Randall Gerber, CEO, The Gerber Group
To be a great Content Marketer for a healthcare system, it takes a person a bit left-brained (stats, internet savvy, good researcher, understand medical issues) and a bit right-brained (creative, skillful storyteller, solid writing skills).
Granted, it’s difficult – if not impossible – to find all these attributes in one person.
You can find a TEAM that includes all these attributes and the accompanying skills. It’ll take a talented manager to deal with a group that tries to meld right-brained and left-brained talents. Assuming you are or can find that person, let’s look at each of the roles.
INTERNET SAVVY. This knowledge includes a voracious appetite for the trends in Google, Facebook and other platforms. It’s not just knowing what's happening out there today is Search and Content Management, but what might be happening in the future and being ready for it.
STATISTICIAN. You Internet Savvy person can pull down numbers for you. But there is a difference between data (a pile of numbers) and information. You need to be able to determine which numbers are most important, what do they mean and what trends do they reflect.
UNDERSTANDS MEDICAL ISSUES. Hospital and healthcare bloggers need to grasp the difference between a hysterectomy and a myomectomy; why some orthopedic surgeons favor an anterior hip replacement; what specialist should review the article on Pessaries or the difference between a stroke and a TIA.
GOOD RESEACHER. To paraphrase George Orwell’s Animal Farm, “Not all sources are created equal.” Many sources have specific agendas. If you’re going to look for information that can be used to support your physicians, know the difference. Also, don’t be ethnocentric about research. Other countries may have valuable sources.
CREATIVE. Keep the blog interesting. Use meaningful, interesting examples. Think about adding charts, images or video to increase stickiness for readers.

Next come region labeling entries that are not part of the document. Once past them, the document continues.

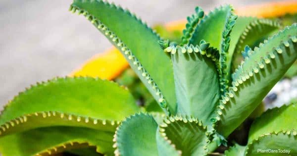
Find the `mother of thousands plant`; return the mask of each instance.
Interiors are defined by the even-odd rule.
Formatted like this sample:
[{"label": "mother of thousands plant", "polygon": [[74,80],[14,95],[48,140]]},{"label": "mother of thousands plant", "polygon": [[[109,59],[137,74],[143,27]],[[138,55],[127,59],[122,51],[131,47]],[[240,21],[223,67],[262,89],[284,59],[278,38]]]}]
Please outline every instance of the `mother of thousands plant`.
[{"label": "mother of thousands plant", "polygon": [[[214,154],[297,57],[297,24],[238,17],[229,5],[207,15],[197,7],[179,42],[114,4],[74,0],[70,10],[122,52],[164,113],[140,107],[114,82],[54,78],[19,93],[1,112],[3,156]],[[224,154],[297,155],[297,112],[295,104],[267,111],[252,124],[247,145],[233,144]]]}]

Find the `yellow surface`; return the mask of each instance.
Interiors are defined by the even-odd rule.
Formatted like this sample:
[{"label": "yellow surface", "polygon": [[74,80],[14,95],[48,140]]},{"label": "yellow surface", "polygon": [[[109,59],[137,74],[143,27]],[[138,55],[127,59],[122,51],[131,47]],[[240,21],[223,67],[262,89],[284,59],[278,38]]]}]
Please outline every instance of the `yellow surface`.
[{"label": "yellow surface", "polygon": [[70,76],[91,76],[112,80],[129,66],[125,57],[115,48],[96,55]]},{"label": "yellow surface", "polygon": [[287,0],[250,5],[240,8],[236,12],[240,16],[263,18],[281,16],[286,13],[297,12],[297,0]]},{"label": "yellow surface", "polygon": [[[236,10],[239,16],[252,16],[258,17],[273,17],[286,13],[297,12],[297,1],[289,0],[248,6]],[[169,31],[182,31],[186,20],[170,22],[165,25]],[[82,67],[75,70],[70,76],[91,76],[112,80],[129,66],[121,53],[115,48],[92,57]]]}]

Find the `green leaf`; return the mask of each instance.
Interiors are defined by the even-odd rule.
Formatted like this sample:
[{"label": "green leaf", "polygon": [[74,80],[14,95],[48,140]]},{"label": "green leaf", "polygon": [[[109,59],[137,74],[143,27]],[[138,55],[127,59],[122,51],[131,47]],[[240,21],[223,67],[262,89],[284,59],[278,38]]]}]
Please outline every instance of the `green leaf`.
[{"label": "green leaf", "polygon": [[[250,22],[250,23],[247,25],[243,25],[246,27],[244,29],[242,30],[240,36],[238,36],[239,38],[237,37],[237,40],[232,42],[234,52],[232,52],[233,56],[231,59],[233,68],[230,69],[231,70],[235,69],[240,62],[243,60],[242,51],[247,45],[253,48],[256,46],[256,44],[257,45],[259,43],[263,42],[264,39],[267,38],[272,33],[276,33],[276,31],[280,28],[280,24],[275,20],[250,17],[245,18],[242,20],[245,20],[244,22],[245,23],[247,21]],[[240,20],[239,22],[240,24],[243,24]],[[236,46],[234,47],[234,46]],[[230,46],[231,46],[231,45]]]},{"label": "green leaf", "polygon": [[[296,156],[297,155],[297,135],[296,131],[282,131],[261,135],[248,145],[246,156]],[[270,151],[266,153],[261,151],[265,150]],[[283,150],[287,151],[285,153]]]},{"label": "green leaf", "polygon": [[255,46],[254,44],[257,40],[262,40],[262,39],[278,30],[280,27],[280,24],[275,20],[267,19],[257,19],[253,20],[242,32],[236,44],[235,52],[241,53],[246,45],[253,47]]},{"label": "green leaf", "polygon": [[70,9],[86,16],[122,52],[163,110],[174,114],[173,71],[159,37],[129,11],[102,0],[75,0]]},{"label": "green leaf", "polygon": [[219,75],[221,90],[224,94],[228,88],[228,80],[226,61],[230,41],[230,34],[234,26],[237,16],[234,15],[231,5],[226,5],[215,8],[205,16],[197,27],[190,39],[189,44],[198,44],[204,40],[211,44],[211,46],[219,50],[220,54]]},{"label": "green leaf", "polygon": [[297,104],[269,109],[257,118],[249,130],[248,142],[262,135],[282,130],[297,130]]},{"label": "green leaf", "polygon": [[146,114],[136,114],[126,118],[115,133],[115,156],[158,156],[155,137],[157,126],[153,117]]},{"label": "green leaf", "polygon": [[82,127],[40,128],[0,138],[3,156],[48,156],[71,149],[93,147],[110,154],[113,133]]},{"label": "green leaf", "polygon": [[156,140],[158,147],[158,156],[180,156],[181,152],[178,151],[173,145],[170,144],[171,143],[164,139],[159,131],[159,128],[158,127],[156,134]]},{"label": "green leaf", "polygon": [[225,156],[244,156],[245,146],[236,144],[230,147],[228,151],[225,151]]},{"label": "green leaf", "polygon": [[220,99],[216,66],[219,56],[216,50],[202,47],[206,44],[203,43],[200,46],[171,46],[165,51],[171,50],[178,113],[198,117],[210,125]]},{"label": "green leaf", "polygon": [[186,24],[186,29],[183,31],[181,45],[189,44],[189,40],[192,38],[199,22],[204,16],[204,11],[199,7],[195,8],[195,13],[187,18],[188,23]]},{"label": "green leaf", "polygon": [[[233,58],[233,55],[235,54],[235,50],[237,43],[242,36],[243,33],[247,29],[247,27],[252,21],[256,20],[256,18],[252,17],[238,17],[236,19],[235,25],[230,33],[230,42],[228,52],[226,54],[226,71],[228,72],[227,79],[229,83],[229,85],[231,84],[231,70],[232,66],[233,65],[234,61],[237,62],[237,60]],[[241,56],[241,57],[242,56]],[[240,61],[239,61],[240,62]]]},{"label": "green leaf", "polygon": [[[196,118],[168,117],[160,124],[159,132],[163,139],[175,147],[182,156],[205,156],[208,152],[207,146],[210,142],[209,134],[206,132],[206,127]],[[169,156],[168,154],[165,156]]]},{"label": "green leaf", "polygon": [[260,104],[297,57],[297,24],[260,43],[233,75],[232,86],[218,107],[217,129],[227,136]]},{"label": "green leaf", "polygon": [[92,78],[55,78],[20,93],[0,116],[0,135],[53,126],[114,131],[140,109],[129,92]]}]

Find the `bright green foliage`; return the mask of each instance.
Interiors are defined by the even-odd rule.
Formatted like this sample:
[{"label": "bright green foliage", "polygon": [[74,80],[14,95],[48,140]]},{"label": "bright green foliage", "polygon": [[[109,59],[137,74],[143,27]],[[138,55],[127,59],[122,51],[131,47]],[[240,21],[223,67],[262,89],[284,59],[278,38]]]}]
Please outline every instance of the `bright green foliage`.
[{"label": "bright green foliage", "polygon": [[65,149],[94,146],[95,151],[111,155],[112,135],[110,132],[83,127],[41,128],[1,138],[0,151],[4,156],[43,156],[58,153]]},{"label": "bright green foliage", "polygon": [[[201,50],[203,44],[169,47],[165,50],[172,49],[178,113],[199,117],[203,123],[211,125],[220,99],[220,83],[214,63],[218,56],[215,56],[217,51],[212,48]],[[207,92],[213,94],[204,94]]]},{"label": "bright green foliage", "polygon": [[293,34],[297,35],[297,24],[265,40],[253,51],[245,50],[248,55],[233,73],[232,86],[220,101],[225,108],[218,112],[217,130],[224,136],[244,121],[295,61],[297,45]]},{"label": "bright green foliage", "polygon": [[[175,147],[180,155],[203,156],[208,152],[207,145],[210,142],[208,138],[209,134],[206,132],[206,126],[197,118],[171,116],[159,125],[158,130],[161,136]],[[169,156],[170,153],[163,155]]]},{"label": "bright green foliage", "polygon": [[297,155],[296,104],[260,116],[246,146],[225,139],[296,61],[297,24],[276,33],[276,21],[237,17],[229,5],[208,15],[198,7],[182,32],[159,27],[169,39],[163,40],[113,4],[74,0],[70,10],[122,52],[143,84],[127,70],[115,80],[131,94],[87,77],[31,86],[0,115],[3,156],[205,156],[232,144],[226,156],[266,156],[257,149],[280,148]]},{"label": "bright green foliage", "polygon": [[296,104],[268,110],[253,123],[249,131],[249,142],[273,132],[297,130],[297,111]]},{"label": "bright green foliage", "polygon": [[[115,132],[114,147],[117,149],[114,154],[123,156],[157,156],[155,140],[157,126],[149,115],[136,114],[126,118]],[[141,140],[144,141],[140,142]]]},{"label": "bright green foliage", "polygon": [[[85,15],[123,53],[161,106],[175,113],[170,58],[156,44],[161,39],[152,30],[128,10],[102,0],[74,0],[71,10]],[[145,40],[135,40],[144,37]]]}]

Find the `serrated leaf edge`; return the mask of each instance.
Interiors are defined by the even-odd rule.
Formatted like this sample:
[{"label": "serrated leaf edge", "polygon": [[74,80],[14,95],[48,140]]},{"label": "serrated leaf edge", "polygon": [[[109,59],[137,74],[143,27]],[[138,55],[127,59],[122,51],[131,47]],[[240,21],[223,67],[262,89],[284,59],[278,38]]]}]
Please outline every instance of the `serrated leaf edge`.
[{"label": "serrated leaf edge", "polygon": [[[106,4],[109,3],[106,3]],[[110,6],[114,6],[113,7],[118,7],[114,5],[113,5],[112,4],[109,5],[110,5]],[[118,7],[118,8],[123,10],[121,7]],[[77,12],[79,14],[82,14],[84,15],[88,20],[90,21],[93,25],[98,28],[99,31],[116,46],[118,49],[119,49],[124,54],[124,56],[129,62],[130,65],[137,69],[135,70],[135,71],[138,75],[139,75],[140,78],[141,79],[142,79],[144,80],[144,81],[146,82],[146,83],[147,83],[147,85],[146,86],[149,86],[151,89],[151,90],[154,92],[154,94],[153,94],[153,96],[155,97],[155,96],[156,96],[158,97],[158,99],[157,99],[157,102],[159,105],[164,111],[168,114],[171,114],[167,101],[164,98],[163,94],[158,87],[157,84],[136,57],[132,53],[131,51],[125,45],[125,44],[117,36],[116,36],[113,32],[109,30],[104,24],[102,23],[100,20],[97,19],[94,16],[90,14],[87,10],[80,9],[78,7],[72,5],[70,6],[69,10],[73,13]],[[128,11],[127,12],[127,13],[130,13],[128,11]],[[135,18],[137,19],[136,17]],[[139,21],[141,22],[140,20],[139,20]],[[161,40],[161,38],[159,38],[159,39]]]}]

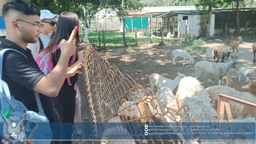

SOLID WRITING SKILLS. It’s more than knowing where the commas go. Or matching nouns and verbs. It’s understanding the subtleties of “tone” and “style.” It’s knowing that writing an 85-word print ad, a 118-word TV commercial, or a 900-word magazine article of 900 words all require a different approach than a 400-word blog.
SKILLFUL STORYTELLER. A hospital blog shouldn’t be all numbers and procedures. Create realistic characters. Let them explain the issue. For instance, Alexandra sits in waiting room, anxious to know whether her fibroids will prevent her from having children. What happens to her and the chances of having a family?
If you have all these attributes and skills, your future is assured. If not, look to build a team (or make friends with people) that encapsulate as many of these as possible.
Good Content Marketing isn’t easy. If it was, everyone could do it. And if they say it’s easy…then 1) they aren’t doing it right or 2) they’re working with only half a brain.